South Korean First Vice Foreign Minister Cho Tae-yong told the Japanese Ambassador Bessho Koro that Tokyo was trying to undermine its own apology when the history behind the issue of "comfort women" was recognised internationally.
"Japan must understand that the more the Abe government tires to undermine the Kono statement, the more its credibility and international reputation will suffer," Cho said.
"Comfort women" is the euphemism for women forced to serve in military brothels serving Japanese soldiers before and during World War Two.
South Korea has protested against the conclusion of a Japanese panel reviewing the 1993 statement named after then-Chief Cabinet Secretary Yohei Kono that the two countries had worked together on the sensitive wording of the apology.
It rejected the finding that South Korea was involved in the formulation of the apology, saying the document was a formal statement by the Japanese government and the facts behind the comfort women issue had never been up for discussion.
The topic of comfort women has long been a thorn in the two countries` ties.
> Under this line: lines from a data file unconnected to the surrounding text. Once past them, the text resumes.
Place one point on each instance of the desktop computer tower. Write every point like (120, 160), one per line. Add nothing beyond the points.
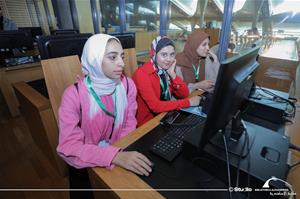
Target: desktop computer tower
(268, 156)
(263, 105)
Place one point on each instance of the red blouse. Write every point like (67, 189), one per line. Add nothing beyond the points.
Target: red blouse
(148, 98)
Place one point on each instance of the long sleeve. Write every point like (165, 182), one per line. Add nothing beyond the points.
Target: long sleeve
(147, 92)
(130, 123)
(72, 147)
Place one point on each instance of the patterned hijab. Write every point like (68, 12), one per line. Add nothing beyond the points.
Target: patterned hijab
(189, 56)
(157, 44)
(91, 60)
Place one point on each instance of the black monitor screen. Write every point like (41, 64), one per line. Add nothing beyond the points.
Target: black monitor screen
(12, 39)
(64, 32)
(233, 86)
(62, 45)
(127, 39)
(35, 31)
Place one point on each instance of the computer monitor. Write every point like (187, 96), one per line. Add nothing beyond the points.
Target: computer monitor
(64, 32)
(233, 86)
(61, 45)
(16, 39)
(35, 31)
(127, 39)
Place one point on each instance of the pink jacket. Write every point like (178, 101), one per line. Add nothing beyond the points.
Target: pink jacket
(78, 144)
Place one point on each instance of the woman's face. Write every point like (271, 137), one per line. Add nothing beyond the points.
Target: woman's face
(165, 57)
(203, 48)
(112, 63)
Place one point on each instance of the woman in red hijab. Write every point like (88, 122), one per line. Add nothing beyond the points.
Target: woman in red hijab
(157, 83)
(197, 64)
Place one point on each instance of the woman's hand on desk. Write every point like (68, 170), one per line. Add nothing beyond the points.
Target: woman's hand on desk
(133, 161)
(195, 101)
(204, 85)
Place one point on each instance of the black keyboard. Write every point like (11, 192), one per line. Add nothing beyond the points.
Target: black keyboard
(170, 145)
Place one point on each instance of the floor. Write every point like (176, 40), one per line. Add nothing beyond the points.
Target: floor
(22, 164)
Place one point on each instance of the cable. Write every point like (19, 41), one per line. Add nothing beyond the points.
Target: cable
(228, 168)
(248, 155)
(279, 99)
(240, 157)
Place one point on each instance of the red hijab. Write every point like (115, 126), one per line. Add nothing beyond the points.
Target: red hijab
(189, 57)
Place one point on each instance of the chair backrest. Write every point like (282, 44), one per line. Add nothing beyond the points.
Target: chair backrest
(59, 74)
(130, 61)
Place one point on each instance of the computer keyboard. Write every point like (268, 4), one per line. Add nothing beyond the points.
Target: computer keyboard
(14, 61)
(170, 145)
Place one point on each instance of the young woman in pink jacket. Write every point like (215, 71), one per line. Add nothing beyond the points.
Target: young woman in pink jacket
(98, 110)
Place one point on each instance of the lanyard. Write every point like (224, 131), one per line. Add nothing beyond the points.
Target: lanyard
(99, 102)
(166, 92)
(196, 71)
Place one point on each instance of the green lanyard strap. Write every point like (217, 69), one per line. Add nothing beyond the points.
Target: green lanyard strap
(99, 102)
(196, 71)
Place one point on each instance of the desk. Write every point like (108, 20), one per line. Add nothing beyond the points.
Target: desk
(8, 76)
(120, 178)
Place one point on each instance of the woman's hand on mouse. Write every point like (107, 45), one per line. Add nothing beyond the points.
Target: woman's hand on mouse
(133, 161)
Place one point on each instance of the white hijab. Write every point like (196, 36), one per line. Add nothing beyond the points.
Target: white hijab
(91, 60)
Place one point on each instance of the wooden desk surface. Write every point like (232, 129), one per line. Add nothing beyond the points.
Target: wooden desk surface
(10, 75)
(119, 178)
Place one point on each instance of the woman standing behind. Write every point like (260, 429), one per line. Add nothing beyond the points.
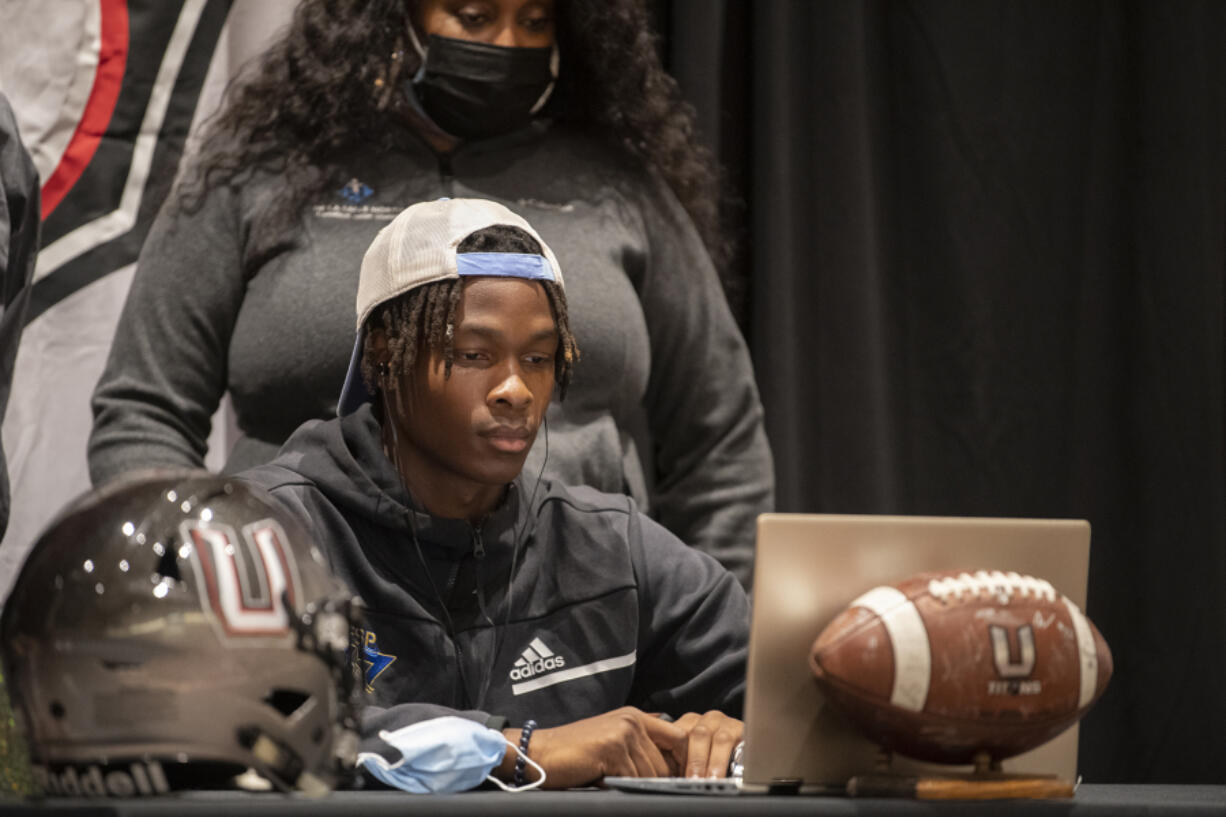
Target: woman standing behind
(562, 112)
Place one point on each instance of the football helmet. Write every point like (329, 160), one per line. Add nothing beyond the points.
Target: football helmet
(180, 631)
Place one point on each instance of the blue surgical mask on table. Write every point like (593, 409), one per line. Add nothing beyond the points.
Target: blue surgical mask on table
(473, 90)
(446, 753)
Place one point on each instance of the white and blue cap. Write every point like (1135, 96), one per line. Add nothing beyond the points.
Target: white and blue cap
(418, 247)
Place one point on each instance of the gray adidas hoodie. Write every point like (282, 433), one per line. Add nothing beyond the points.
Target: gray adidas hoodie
(563, 604)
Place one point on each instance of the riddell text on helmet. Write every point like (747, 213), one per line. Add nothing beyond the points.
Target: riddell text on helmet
(537, 667)
(140, 779)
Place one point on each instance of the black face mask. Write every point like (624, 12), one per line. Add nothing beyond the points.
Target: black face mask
(473, 90)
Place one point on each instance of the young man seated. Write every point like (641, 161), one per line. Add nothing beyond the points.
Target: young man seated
(513, 625)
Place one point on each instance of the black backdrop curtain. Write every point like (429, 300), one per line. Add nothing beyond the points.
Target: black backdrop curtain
(983, 275)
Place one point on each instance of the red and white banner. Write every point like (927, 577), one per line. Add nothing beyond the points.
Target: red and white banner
(106, 93)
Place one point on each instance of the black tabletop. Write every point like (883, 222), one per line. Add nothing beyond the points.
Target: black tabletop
(1090, 800)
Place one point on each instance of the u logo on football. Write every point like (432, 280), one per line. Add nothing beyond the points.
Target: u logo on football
(1002, 653)
(243, 578)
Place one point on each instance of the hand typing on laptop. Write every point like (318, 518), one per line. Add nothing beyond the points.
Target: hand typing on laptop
(629, 742)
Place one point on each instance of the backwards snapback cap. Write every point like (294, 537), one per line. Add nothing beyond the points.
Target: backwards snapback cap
(418, 247)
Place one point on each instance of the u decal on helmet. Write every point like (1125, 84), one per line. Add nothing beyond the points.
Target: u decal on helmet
(245, 579)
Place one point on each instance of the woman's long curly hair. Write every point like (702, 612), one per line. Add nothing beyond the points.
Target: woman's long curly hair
(314, 96)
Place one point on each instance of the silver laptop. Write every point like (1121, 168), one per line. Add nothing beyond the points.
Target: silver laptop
(808, 568)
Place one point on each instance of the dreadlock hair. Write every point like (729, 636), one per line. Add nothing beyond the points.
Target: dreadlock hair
(427, 314)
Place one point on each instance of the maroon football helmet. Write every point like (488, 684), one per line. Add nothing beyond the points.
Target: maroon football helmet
(180, 629)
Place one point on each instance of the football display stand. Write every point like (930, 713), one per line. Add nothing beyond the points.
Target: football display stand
(987, 782)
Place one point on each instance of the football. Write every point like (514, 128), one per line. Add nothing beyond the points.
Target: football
(949, 665)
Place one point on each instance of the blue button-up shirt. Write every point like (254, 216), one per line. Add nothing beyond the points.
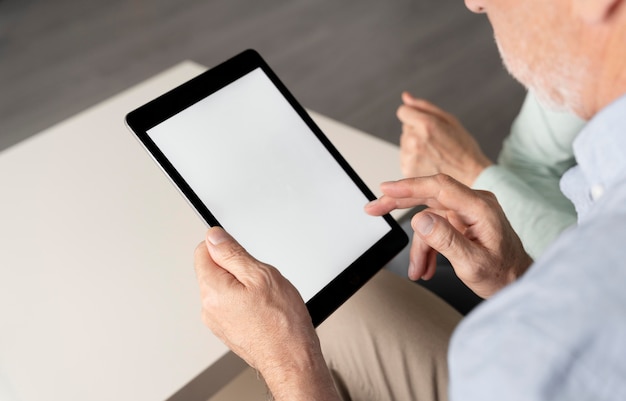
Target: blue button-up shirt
(559, 333)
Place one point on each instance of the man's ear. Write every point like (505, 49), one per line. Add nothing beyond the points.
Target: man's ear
(597, 11)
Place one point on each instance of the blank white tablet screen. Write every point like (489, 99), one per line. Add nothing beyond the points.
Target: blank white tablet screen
(270, 182)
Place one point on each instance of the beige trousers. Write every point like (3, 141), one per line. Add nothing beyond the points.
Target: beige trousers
(389, 342)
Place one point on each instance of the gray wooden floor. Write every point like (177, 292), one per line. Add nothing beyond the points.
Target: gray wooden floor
(348, 59)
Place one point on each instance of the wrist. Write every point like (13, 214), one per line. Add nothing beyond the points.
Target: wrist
(475, 170)
(304, 375)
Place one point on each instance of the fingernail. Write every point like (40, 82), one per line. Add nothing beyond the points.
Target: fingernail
(372, 203)
(425, 224)
(217, 235)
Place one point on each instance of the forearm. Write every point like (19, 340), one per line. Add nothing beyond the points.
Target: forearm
(304, 377)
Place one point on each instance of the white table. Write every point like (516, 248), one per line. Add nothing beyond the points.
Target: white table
(98, 298)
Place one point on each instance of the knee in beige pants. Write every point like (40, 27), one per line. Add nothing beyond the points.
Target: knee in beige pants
(389, 342)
South Korea says Japan has not sufficiently atoned for the women`s suffering and any attempt at questioning the legitimacy of the apology is an indication of its insincerity.
The legacy of Japan`s 1910-1945 colonial rule of the Korean peninsula has complicated ties between the two allies of the United States in the region that are also involved in diplomatic efforts to end North Korea`s nuclear and missile programmes.
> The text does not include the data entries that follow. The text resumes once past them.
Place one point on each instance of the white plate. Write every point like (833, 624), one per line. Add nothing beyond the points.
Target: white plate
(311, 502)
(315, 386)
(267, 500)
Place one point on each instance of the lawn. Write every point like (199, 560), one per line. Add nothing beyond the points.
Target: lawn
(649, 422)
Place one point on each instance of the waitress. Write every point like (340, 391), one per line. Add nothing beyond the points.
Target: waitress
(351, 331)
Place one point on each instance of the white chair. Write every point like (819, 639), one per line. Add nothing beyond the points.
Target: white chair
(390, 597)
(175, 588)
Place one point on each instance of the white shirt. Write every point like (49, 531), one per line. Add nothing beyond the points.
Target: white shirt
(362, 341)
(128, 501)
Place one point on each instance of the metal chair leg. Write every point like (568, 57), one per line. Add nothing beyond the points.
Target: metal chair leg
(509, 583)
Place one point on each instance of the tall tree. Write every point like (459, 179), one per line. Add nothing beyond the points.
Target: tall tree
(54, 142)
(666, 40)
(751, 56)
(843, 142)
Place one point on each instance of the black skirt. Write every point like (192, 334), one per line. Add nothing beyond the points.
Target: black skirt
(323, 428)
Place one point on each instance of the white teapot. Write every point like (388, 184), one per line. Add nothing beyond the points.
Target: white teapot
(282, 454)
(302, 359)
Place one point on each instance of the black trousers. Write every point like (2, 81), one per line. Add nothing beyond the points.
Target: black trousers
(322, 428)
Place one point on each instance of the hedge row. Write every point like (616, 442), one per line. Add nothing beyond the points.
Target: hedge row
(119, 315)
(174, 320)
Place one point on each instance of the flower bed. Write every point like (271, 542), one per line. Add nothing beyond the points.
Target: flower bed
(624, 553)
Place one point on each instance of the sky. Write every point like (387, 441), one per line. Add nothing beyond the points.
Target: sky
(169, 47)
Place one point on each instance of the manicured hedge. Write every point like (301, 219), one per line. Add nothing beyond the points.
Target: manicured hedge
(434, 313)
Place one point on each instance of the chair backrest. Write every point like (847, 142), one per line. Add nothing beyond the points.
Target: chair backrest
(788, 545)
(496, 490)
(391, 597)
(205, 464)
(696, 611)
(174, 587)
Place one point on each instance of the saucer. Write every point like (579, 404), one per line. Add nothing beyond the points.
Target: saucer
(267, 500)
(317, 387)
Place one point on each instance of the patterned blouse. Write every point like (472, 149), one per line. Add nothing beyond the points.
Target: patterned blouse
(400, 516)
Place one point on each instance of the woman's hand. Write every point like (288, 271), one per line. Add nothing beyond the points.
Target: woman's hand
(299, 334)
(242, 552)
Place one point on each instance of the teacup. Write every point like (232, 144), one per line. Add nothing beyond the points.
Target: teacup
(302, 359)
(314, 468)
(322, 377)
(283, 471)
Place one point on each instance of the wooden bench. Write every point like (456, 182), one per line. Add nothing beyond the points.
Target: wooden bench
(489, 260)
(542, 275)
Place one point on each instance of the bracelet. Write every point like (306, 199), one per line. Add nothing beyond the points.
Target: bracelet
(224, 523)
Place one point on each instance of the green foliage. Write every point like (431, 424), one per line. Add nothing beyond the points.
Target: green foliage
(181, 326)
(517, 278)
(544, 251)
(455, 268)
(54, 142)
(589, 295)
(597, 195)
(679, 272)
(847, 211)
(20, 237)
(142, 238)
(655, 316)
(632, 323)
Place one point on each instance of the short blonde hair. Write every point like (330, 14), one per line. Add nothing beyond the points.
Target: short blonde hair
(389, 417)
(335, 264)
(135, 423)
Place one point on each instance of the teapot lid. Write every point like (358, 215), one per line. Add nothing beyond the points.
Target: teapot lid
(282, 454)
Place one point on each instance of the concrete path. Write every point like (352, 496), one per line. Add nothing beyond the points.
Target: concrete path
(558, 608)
Japanese Prime Minister Shinzo Abe has questioned the Kono statement in the past and in what many saw as a nod to his conservative base, the government asked five experts to review it.
But mindful of the potential diplomatic fallout, Abe has also said he would not revise it.
A summary of the review by Japan’s foreign ministry said that there had been "in-depth coordination on the language of the Kono statement between Japan and the Republic of Korea", the official name of South Korea.
The two sides are also locked in a dispute over a group of islands called Dokdo in Korean and Takeshima in Japanese and controlled by South Korea but claimed by Japan as well.